Baseline WBQ scores were similar and improved (nonsignificantly) in both groups with no differences between the groups. DTSQ scores were also similar at baseline, but the insulin/metformin group showed a significant improvement of 1.7 ± 0.6 points, whereas there was a significant reduction of −3.4 ± 1.1 points in the insulin/repaglinide group. This result suggests that the subjects favored treatment with insulin/metformin over insulin/repaglinide. It is possible, however, that the study design favored metformin because patients were preselected by their tolerance of metformin, and more frequent adverse events in the repaglinide group might have accounted for less favorable DTSQ scores. The number of subjects reporting adverse events during the study was, however, similar (30 patients in each group; P = 0.8).

Repaglinide when used as monotherapy is as efficacious as metformin (8) and provides similar glycemic control to sulfonylureas with lower postprandial blood glucose excursions (9,10) and comparable (or less) hypoglycemia (11,12,13,14). In our study (in which the median diabetes duration was 120 months), no superiority was demonstrated by repaglinide with respect to prandial or overall glycemic control. This may reflect inadequate β-cell reserve at this stage of the disease when insulin secretagogues might be expected to be less efficacious. Patients intolerant of metformin frequently require insulin at an earlier stage (when the pancreatic insulin secretory capacity is greater), often given in combination with a sulfonylurea. Repaglinide combined with bedtime NPH insulin in patients with type 2 diabetes (median duration 96 months) poorly controlled with oral agents alone has been shown to be as efficacious as insulin/gliclazide (20), suggesting that this regimen may be useful if used earlier. Thus, the results of our study cannot be generalized to all insulin-requiring patients with type 2 diabetes.

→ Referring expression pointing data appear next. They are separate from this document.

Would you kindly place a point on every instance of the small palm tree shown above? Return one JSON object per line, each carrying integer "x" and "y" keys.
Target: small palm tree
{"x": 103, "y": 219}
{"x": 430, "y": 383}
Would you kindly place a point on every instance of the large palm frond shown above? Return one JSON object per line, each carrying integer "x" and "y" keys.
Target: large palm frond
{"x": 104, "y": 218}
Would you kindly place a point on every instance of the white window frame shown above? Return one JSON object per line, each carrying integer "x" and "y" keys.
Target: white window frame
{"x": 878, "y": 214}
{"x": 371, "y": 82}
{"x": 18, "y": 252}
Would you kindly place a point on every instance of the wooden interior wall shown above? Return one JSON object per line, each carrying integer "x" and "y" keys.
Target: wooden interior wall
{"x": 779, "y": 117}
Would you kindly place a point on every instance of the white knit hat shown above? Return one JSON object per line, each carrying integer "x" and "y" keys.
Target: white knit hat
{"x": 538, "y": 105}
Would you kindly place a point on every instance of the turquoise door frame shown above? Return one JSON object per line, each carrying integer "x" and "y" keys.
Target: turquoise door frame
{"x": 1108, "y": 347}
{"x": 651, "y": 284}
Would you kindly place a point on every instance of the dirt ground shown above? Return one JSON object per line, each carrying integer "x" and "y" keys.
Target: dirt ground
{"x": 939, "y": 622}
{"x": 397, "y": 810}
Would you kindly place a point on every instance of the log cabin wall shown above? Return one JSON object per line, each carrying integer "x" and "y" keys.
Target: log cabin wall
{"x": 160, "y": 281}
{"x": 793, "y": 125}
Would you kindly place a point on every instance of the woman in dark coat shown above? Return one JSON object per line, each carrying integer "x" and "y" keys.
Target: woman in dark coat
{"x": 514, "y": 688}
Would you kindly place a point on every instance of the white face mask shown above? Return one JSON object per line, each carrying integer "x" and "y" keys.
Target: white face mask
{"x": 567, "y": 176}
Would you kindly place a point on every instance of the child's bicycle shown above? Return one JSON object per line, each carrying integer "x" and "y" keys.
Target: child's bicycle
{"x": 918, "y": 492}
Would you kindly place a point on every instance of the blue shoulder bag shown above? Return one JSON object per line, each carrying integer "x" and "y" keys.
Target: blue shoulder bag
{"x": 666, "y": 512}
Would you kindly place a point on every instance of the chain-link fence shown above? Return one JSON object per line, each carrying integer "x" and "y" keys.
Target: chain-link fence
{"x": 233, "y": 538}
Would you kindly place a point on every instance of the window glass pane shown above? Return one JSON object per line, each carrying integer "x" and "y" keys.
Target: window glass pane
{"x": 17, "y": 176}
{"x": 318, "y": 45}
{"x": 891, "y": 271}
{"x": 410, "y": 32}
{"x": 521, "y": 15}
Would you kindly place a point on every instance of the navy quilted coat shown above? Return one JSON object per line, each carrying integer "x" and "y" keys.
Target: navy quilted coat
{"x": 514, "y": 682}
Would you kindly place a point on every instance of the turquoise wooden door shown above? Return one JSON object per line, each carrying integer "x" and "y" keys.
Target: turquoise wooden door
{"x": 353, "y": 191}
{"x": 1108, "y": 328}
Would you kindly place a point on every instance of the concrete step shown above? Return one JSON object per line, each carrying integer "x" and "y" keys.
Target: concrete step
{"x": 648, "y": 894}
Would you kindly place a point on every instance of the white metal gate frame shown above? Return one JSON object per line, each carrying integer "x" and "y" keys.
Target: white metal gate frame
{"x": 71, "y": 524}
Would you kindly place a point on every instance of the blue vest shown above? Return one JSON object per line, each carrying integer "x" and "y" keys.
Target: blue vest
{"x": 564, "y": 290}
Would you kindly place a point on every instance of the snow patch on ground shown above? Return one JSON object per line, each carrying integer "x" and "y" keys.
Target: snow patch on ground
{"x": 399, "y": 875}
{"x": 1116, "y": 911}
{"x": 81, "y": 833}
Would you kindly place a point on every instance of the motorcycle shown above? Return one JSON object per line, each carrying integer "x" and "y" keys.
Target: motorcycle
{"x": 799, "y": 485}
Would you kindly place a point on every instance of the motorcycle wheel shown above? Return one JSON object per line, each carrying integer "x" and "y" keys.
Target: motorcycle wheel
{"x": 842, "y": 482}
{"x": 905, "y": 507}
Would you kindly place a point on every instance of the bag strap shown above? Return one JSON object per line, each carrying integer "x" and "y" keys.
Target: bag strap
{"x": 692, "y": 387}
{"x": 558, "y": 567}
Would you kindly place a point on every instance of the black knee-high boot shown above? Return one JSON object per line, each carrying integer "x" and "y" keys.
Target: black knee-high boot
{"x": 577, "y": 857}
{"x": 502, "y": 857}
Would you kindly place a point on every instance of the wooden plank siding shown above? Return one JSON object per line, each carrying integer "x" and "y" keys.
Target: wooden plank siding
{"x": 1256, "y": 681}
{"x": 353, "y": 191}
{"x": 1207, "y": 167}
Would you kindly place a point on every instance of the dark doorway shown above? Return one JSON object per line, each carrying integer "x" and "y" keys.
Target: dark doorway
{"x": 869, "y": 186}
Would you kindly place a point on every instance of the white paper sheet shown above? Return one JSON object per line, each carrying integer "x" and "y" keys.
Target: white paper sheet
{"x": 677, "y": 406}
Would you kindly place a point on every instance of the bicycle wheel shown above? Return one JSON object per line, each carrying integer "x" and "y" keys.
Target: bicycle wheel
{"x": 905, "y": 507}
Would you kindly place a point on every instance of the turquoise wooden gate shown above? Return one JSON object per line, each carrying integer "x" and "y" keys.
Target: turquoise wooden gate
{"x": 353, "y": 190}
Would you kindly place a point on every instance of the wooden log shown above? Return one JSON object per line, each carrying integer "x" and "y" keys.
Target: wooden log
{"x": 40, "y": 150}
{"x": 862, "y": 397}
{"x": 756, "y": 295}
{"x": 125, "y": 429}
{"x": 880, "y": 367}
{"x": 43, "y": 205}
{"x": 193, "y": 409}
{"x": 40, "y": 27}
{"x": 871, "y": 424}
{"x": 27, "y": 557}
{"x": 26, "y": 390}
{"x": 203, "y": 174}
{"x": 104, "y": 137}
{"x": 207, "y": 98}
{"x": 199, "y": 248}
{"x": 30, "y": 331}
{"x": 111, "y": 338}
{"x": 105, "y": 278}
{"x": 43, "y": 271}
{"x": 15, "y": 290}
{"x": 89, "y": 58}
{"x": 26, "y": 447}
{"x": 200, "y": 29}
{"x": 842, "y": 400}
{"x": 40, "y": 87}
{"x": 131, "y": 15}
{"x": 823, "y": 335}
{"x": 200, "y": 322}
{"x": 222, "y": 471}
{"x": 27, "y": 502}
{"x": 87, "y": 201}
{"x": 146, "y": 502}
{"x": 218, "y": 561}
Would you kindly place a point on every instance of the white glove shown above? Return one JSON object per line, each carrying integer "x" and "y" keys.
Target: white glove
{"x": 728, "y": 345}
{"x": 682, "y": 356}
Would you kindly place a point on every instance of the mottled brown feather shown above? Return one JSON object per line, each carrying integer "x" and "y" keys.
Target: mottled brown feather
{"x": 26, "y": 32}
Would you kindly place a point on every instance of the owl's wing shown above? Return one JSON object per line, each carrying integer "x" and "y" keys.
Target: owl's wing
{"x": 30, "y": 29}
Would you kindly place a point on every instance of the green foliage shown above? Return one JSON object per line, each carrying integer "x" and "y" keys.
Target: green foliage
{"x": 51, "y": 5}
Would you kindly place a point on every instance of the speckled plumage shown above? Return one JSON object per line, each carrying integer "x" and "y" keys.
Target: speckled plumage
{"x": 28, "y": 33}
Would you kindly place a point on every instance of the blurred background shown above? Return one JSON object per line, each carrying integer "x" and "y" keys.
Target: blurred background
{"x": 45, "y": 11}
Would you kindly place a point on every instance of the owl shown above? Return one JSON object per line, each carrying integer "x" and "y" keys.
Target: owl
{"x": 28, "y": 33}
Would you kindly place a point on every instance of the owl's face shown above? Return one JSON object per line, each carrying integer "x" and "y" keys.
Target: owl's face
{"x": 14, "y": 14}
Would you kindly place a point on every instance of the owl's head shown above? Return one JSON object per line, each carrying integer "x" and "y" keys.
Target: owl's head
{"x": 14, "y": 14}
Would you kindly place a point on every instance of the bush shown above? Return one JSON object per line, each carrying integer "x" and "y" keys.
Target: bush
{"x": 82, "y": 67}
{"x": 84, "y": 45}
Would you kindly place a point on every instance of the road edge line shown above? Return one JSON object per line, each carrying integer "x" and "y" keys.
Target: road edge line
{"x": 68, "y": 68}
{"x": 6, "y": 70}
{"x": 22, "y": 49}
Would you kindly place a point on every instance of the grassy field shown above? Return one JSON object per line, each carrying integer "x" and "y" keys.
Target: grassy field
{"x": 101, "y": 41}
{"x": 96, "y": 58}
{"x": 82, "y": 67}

In conclusion, despite theoretical advantages for short-acting meglitinide therapy combined with bedtime NPH insulin in type 2 diabetic patients who require insulin, in this study, metformin/insulin proved superior to repaglinide/insulin, providing better glycemic control with less weight gain, comparable hypoglycemia, and improved diabetes treatment satisfaction.

This study was supported by an unrestricted educational grant from Novo Nordisk Pharmaceuticals, U.K.

We accept full responsibility for design, statistical analysis, interpretation of results, and the subsequent writing-up of this study.